In the end a recognition of the drug problem as a medical issue will save thousands, perhaps millions, of Americans from a life of misery on the fringes of society, from leaving families and children in their destructive wakes, and reduce our prison populations and the increasing percentage of tax dollars going to run those prisons. This seems like a left/right win-win if I ever saw one.

What do you think?

Friday, September 11, 2009

What's compassion got to do with it?

If I were not such an optimist, I would just give up discussing Health Care Reform (no, really, I was a member of Optimist International for many years when I lived in Detroit).

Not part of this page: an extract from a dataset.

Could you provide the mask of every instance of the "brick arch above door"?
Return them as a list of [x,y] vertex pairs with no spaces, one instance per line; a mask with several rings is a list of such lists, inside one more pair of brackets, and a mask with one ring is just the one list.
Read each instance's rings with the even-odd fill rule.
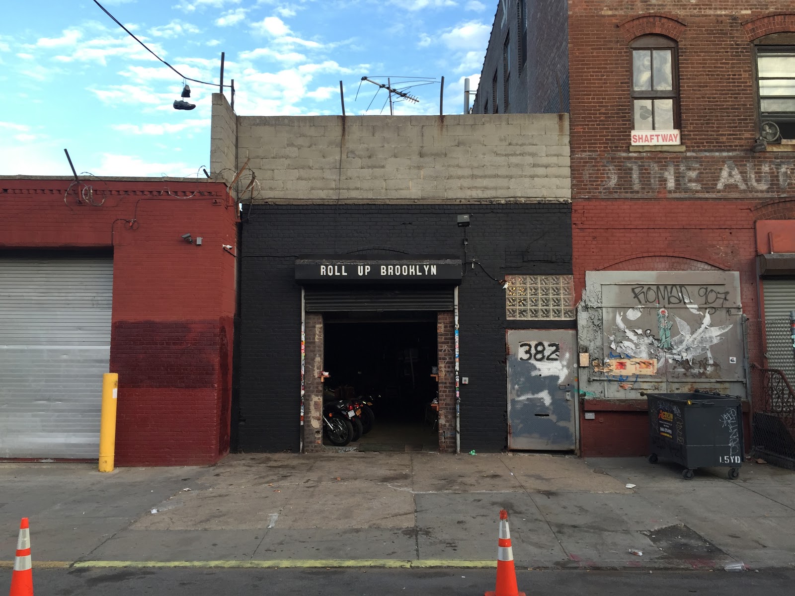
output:
[[723,271],[723,268],[696,259],[669,255],[634,257],[603,267],[601,271]]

One of my Facebook friends mentioned that he saw a lack of compassion among his "right-leaning" friends, specifically involving the health care reform debate, speculating that only 10% of this set of friends had "compassion". What was interesting was that they quickly rose up . . . and proved his point. The discussion quickly ventured off into the various propaganda espoused by opponents, "what has the government done for me?", or "has the government every created a program that worked?", and forgetting the question of compassion as it relates to this issue.

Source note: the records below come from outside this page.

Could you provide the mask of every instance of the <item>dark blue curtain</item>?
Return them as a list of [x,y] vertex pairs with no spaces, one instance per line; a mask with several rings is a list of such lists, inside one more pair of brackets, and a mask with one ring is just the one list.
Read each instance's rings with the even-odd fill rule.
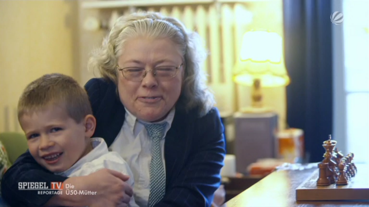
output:
[[332,133],[331,0],[283,0],[287,122],[305,133],[307,161],[323,159]]

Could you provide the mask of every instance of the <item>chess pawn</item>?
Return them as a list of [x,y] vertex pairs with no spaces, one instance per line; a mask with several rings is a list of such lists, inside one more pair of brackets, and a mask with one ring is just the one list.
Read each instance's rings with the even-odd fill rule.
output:
[[351,179],[351,175],[347,171],[347,165],[348,164],[348,162],[347,161],[347,158],[345,157],[342,158],[341,161],[341,163],[344,165],[344,172],[345,176],[346,177],[346,179],[348,181],[350,180]]
[[317,180],[317,186],[328,186],[331,185],[331,181],[328,179],[327,172],[328,170],[328,164],[321,163],[318,164],[319,168],[319,176]]
[[336,185],[346,185],[348,184],[348,181],[345,175],[345,164],[342,163],[341,163],[338,165],[339,174],[338,175],[338,179],[336,182]]
[[355,177],[355,175],[356,174],[356,171],[354,167],[354,160],[353,160],[352,159],[352,156],[351,153],[349,153],[348,156],[349,160],[348,165],[349,167],[350,172],[351,172],[352,176]]
[[341,162],[341,160],[343,158],[344,156],[341,151],[338,151],[338,149],[337,147],[336,147],[336,149],[335,149],[335,152],[336,153],[336,156],[337,157],[336,161],[337,161],[336,162],[336,163],[337,164]]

One definition I found for compassion: Deep awareness of the suffering of another coupled with the wish to relieve it. For me, that does it. It's like empathy with an action orientation. Romans 6:1-2, the Message Bible translation, reads as follows:
Those of us who are strong and able in the faith need to step in and lend a hand to those who falter, and not just do what is most convenient for us. Strength is for service, not status. Each one of us needs to look after the good of the people around us, asking ourselves, "How can I help?"
If compassion is a characteristic you feel is part of your personality . . . an aspect of who you are, how could you not be willing to support health care for everyone?

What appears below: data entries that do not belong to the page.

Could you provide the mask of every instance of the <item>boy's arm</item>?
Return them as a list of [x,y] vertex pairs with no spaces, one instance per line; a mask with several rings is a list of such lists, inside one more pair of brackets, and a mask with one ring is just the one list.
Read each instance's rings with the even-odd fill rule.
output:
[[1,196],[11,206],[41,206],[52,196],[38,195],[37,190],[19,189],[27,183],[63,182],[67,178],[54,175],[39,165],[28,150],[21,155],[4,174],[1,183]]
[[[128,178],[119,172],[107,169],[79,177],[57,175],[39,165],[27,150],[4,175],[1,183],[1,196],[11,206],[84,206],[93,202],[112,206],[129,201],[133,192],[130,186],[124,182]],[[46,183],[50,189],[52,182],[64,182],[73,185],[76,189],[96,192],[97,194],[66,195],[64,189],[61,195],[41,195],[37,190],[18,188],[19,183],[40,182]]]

I'm not trying to preach, but I am confused by the vehemence of the opposition.

What do you think?

Tuesday, September 8, 2009

Positive Anti-Crime Thrust, Inc - New Web Site

I've just finished launching a new web site for the Positive Anti-Crime Thrust (PACT) a project that is long over due (I'm not going to say how long, but my good friend and mentor in criminal justice issues HS knows). This is just the incentive I need to stay current with my blog (at least weekly is my goal).
I know that for now I am just talking to myself, but hopefully with the launch of the new PACT site a few folks will be tempted to see what I've got to say here.
Two additional things for today:
  • My Prison Ministry at Trinity UCC held our 15th annual clothing giveaway on Saturday September 5th. It was a lot of work but we must have received 150 bags of useful clothes, and many more that were on hangers. It was a wonderful example of community effort and the donors provided an abundance that was a blessing to those in need. Pictured below is the morning organizing (pre shoppers).
  • On September 15th the Trinity UCC Prison Ministry will be hosting an Expo for Returning Citizens. This event will provide a "one stop shop" of sorts where resources from housing and employment, to health and counseling will be available for those who need to make contact with sevices vital to keeping them on a path to good citizenship. It is our first time trying something like this, so if you pray, please includes this program in your prayers.